Mo
19. Jun
2017
Jan Mayen – Eldste Metten – Schmelckdalen │ Zunächst vergeht für mich ein Tag damit, dass ich im Lager darauf aufpasse, dass kein Zelt wegfliegt; eine nicht ganz überflüssige Maßnahme, wie sich zeigt. In einer Wind- und Regenpause ergibt sich die Gelegenheit für einen kleinen, stillen Gang entlang der Kvalrossbukta. Unterdessen machen die anderen einen Besuch bei der norwegischen Station, wo sie freundlichst empfangen werden.
Am nächsten Tag machen die Beerenberg-Besteiger sich auf den langen Weg. In etwa 18 Stunden schaffen Matthias, Wolfgang und Magnus den Auf- und Abstieg. Herzlichen Glückwunsch! Nun hat die Aurora also insgesamt gut 60 Menschen nach Jan Mayen gebracht, die hier den Beerenberg bestiegen haben. Seit 2010 (Verschärfung der Gesetze mit Verbot, beim Beerenberg an Land zu gehen oder zu zelten) sind unsere diesjährigen Besteiger die dritte Gruppe, die es auf den Gipfel geschafft hat, neben den etwa jährlichen Besteigungen durch Angehörige der norwegischen Station.

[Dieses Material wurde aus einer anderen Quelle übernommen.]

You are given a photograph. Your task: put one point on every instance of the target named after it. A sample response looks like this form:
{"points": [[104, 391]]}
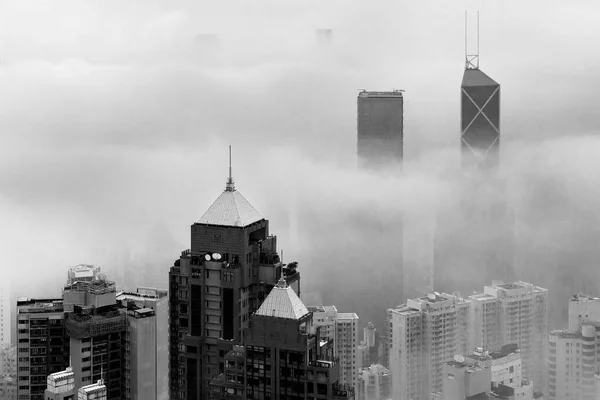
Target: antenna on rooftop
{"points": [[471, 60], [230, 186]]}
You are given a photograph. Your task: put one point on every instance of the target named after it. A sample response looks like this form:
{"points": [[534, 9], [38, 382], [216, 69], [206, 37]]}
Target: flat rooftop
{"points": [[392, 93]]}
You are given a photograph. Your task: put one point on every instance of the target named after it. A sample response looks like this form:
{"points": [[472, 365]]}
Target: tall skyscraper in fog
{"points": [[380, 129], [215, 286]]}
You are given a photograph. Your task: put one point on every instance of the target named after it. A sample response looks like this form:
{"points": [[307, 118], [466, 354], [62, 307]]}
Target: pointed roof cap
{"points": [[230, 208], [283, 302], [476, 77]]}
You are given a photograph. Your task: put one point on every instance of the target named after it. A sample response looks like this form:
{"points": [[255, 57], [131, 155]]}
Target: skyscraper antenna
{"points": [[471, 60], [230, 186]]}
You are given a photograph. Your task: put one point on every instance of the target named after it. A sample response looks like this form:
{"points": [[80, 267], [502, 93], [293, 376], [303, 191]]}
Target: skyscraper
{"points": [[97, 329], [216, 285], [285, 356], [425, 333], [343, 329], [5, 320], [523, 320], [43, 347], [380, 129]]}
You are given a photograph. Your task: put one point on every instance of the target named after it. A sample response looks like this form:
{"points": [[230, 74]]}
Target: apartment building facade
{"points": [[215, 286], [42, 348], [425, 333]]}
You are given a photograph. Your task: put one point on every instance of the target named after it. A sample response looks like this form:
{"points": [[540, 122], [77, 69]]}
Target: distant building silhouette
{"points": [[285, 356], [215, 286], [380, 129]]}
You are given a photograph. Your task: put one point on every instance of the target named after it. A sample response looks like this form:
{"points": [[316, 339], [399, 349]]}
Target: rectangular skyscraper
{"points": [[43, 347], [425, 333], [480, 120], [215, 286], [380, 129]]}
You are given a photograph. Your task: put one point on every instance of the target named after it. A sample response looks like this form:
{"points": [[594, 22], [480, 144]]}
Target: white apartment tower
{"points": [[572, 364], [5, 312], [343, 329], [345, 343], [583, 308], [425, 333], [522, 320]]}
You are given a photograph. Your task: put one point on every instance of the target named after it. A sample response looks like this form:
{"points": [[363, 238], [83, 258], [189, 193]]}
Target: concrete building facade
{"points": [[425, 333], [285, 355], [60, 386], [523, 320], [374, 383], [380, 129], [42, 348], [215, 286]]}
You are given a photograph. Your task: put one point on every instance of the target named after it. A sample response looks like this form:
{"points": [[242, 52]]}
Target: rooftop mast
{"points": [[471, 60], [230, 186]]}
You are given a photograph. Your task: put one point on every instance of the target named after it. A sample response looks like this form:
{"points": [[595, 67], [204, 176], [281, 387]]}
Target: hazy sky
{"points": [[114, 118]]}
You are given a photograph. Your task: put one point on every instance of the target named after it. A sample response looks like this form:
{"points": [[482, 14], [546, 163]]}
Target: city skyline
{"points": [[117, 121]]}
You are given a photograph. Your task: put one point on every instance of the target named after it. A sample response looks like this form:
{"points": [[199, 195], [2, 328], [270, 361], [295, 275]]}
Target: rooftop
{"points": [[584, 297], [393, 93], [476, 77], [231, 209], [283, 302], [347, 316]]}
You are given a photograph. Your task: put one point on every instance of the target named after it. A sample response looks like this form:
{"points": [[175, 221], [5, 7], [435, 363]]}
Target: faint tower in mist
{"points": [[480, 113], [380, 129], [324, 37]]}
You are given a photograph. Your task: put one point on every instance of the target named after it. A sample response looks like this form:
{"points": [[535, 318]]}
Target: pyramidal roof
{"points": [[283, 302], [476, 77], [230, 208]]}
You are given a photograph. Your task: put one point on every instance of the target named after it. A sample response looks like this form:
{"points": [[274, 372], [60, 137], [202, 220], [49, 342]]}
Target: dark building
{"points": [[215, 286], [43, 345], [380, 129], [285, 357], [480, 120]]}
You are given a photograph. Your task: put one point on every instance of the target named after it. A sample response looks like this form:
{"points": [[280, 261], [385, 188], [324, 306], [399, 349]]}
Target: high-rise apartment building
{"points": [[573, 361], [485, 322], [583, 308], [97, 329], [345, 342], [42, 347], [343, 329], [374, 382], [425, 333], [8, 360], [285, 355], [5, 319], [60, 386], [380, 129], [8, 388], [523, 320], [215, 286], [574, 353], [146, 344]]}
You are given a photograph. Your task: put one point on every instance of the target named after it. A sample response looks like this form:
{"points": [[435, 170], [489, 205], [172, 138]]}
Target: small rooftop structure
{"points": [[283, 302], [392, 93]]}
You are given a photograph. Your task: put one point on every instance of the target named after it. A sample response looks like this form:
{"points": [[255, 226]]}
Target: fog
{"points": [[116, 118]]}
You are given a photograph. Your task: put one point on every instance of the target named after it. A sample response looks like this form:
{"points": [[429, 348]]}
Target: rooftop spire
{"points": [[230, 186]]}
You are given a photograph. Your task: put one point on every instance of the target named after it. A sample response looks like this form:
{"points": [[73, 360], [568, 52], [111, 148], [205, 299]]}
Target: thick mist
{"points": [[116, 119]]}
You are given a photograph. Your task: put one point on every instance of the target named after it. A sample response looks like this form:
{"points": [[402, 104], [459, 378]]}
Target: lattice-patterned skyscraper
{"points": [[480, 119], [480, 114]]}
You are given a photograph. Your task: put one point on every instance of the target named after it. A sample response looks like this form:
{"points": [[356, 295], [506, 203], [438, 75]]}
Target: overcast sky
{"points": [[115, 118]]}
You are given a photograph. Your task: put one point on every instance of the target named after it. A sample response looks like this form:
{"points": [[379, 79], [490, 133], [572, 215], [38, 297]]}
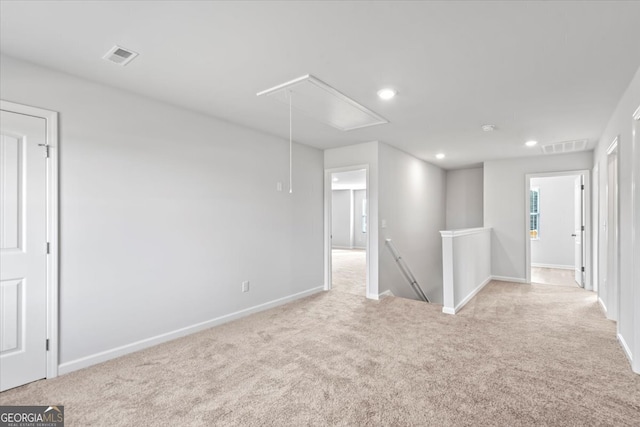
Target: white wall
{"points": [[466, 256], [464, 198], [555, 248], [345, 158], [504, 206], [412, 202], [341, 218], [163, 212], [621, 125]]}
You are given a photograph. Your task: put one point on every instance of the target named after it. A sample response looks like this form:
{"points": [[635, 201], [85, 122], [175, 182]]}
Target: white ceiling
{"points": [[550, 71]]}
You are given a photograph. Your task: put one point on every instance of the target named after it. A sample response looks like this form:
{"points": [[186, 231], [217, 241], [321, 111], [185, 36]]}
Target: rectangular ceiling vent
{"points": [[565, 146], [321, 102], [120, 55]]}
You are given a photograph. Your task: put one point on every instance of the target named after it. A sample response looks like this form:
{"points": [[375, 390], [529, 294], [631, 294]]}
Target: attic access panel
{"points": [[321, 102], [564, 147]]}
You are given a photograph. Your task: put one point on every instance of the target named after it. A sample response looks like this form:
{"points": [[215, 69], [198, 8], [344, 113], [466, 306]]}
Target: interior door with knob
{"points": [[23, 249], [578, 233]]}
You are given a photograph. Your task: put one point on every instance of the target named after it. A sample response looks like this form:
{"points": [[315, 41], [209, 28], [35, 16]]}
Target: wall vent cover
{"points": [[565, 146], [119, 55], [324, 103]]}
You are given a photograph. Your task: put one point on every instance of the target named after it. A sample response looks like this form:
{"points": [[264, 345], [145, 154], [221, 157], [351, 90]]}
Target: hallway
{"points": [[349, 271]]}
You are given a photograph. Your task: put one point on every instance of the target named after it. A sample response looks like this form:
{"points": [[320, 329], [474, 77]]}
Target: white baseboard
{"points": [[385, 294], [449, 310], [559, 267], [103, 356], [625, 347], [509, 279]]}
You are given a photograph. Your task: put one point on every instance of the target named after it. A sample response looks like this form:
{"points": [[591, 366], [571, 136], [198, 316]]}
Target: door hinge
{"points": [[46, 150]]}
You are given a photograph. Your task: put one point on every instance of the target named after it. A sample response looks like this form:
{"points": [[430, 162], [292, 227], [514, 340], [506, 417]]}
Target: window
{"points": [[534, 214]]}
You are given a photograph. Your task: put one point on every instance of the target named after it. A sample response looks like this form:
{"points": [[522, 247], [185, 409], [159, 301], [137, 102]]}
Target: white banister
{"points": [[406, 271], [466, 264]]}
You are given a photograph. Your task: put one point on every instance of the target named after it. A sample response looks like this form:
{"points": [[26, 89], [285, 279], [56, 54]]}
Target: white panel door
{"points": [[23, 327], [578, 233]]}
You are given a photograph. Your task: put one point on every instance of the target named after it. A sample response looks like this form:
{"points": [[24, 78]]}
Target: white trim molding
{"points": [[625, 347], [51, 125], [587, 252], [509, 279], [113, 353], [556, 266]]}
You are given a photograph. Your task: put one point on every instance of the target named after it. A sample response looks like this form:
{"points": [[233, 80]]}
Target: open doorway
{"points": [[557, 238], [349, 231]]}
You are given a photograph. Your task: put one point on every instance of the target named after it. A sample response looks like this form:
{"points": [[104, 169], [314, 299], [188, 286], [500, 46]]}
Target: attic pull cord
{"points": [[290, 146]]}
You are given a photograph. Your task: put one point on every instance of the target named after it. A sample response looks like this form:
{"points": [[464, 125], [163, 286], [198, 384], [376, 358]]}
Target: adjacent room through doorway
{"points": [[349, 225], [556, 230]]}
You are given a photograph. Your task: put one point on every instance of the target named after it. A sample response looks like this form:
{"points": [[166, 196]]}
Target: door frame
{"points": [[586, 212], [328, 225], [52, 195], [635, 233]]}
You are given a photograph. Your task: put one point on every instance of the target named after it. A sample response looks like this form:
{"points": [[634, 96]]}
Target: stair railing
{"points": [[406, 271]]}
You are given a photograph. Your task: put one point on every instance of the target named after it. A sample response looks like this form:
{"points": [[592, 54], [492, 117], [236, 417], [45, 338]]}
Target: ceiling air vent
{"points": [[565, 147], [120, 55]]}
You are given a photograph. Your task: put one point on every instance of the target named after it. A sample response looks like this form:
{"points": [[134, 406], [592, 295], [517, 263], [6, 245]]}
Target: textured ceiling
{"points": [[550, 71]]}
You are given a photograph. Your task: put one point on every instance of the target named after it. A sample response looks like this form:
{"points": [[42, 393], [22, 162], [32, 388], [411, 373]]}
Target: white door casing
{"points": [[28, 244], [578, 231], [23, 294]]}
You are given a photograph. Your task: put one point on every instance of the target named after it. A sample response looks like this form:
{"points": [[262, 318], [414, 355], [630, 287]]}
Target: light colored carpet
{"points": [[516, 355], [553, 276], [349, 271]]}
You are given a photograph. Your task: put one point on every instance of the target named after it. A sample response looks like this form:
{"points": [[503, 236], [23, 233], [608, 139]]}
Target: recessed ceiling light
{"points": [[387, 93]]}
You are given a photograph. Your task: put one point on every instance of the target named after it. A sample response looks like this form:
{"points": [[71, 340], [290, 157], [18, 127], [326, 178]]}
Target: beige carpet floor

Unterdessen können auch Vidar, der während des Schlechtwettertages als Skipper das Boot gehütet hat, und ich einen kleinen Stationsbesuch nachholen und die eine oder andere kleine Wanderung machen, bevor ich zu meiner zweiten, längeren Tour aufbreche. Dieses Mal zieht es mich in das Gebiet um die Eldste Metten, am Fuß des Beerenberg, auf der Südseite von Jan Mayen.
Während auf der Nordseite ein moosgrünes Hügelland aus Vulkankratern liegt, erstreckt sich hier, nur wenige Kilometer von der Nordlagune entfernt, eine felsig-sandige Lavawüste, äußerst karg, wie das Hochland von Island. Kaum etwas wächst und gedeiht hier. Dafür stürzt der faszinierend strukturierte Boden immer wieder in etwas unheimliche Sinklöcher ein, unter denen sich Lavahöhlen verbergen mögen.
Mich interessiert zunächst die schöne, schroffe Küstenlinie, in der dieser recht junge Lavastrom am Meer endet. Hier hat die immer heftige Brandung eine tolle Landschaft mit vielen kleinen Buchten und Vorsprüngen, Höhlen und Kaps geschaffen. Überall sitzen Lummen und Papageitaucher auf den Klippen, ein paar Eismöwen brüten auf Erhebungen.
Von der „Eldste Metten“ sind heute nur noch verstreute Überreste übrig. Für ihre erste Wetterstation hatten die Norweger sich seinerzeit aber auch ein äußerst ungemütliches Plätzchen ausgesucht! Immerhin bekamen sie von dort Funkkontakt nach Norwegen, das wäre damals von der Nordlagune aus nicht gegangen. Natürlich nehme ich mir eine Weile Zeit, um zu schauen, was alles herumliegt. Über bald ein Jahrhundert haben Wind und Sand viele interessante Strukturen und Oberflächen aus Glas und Holz geschaffen.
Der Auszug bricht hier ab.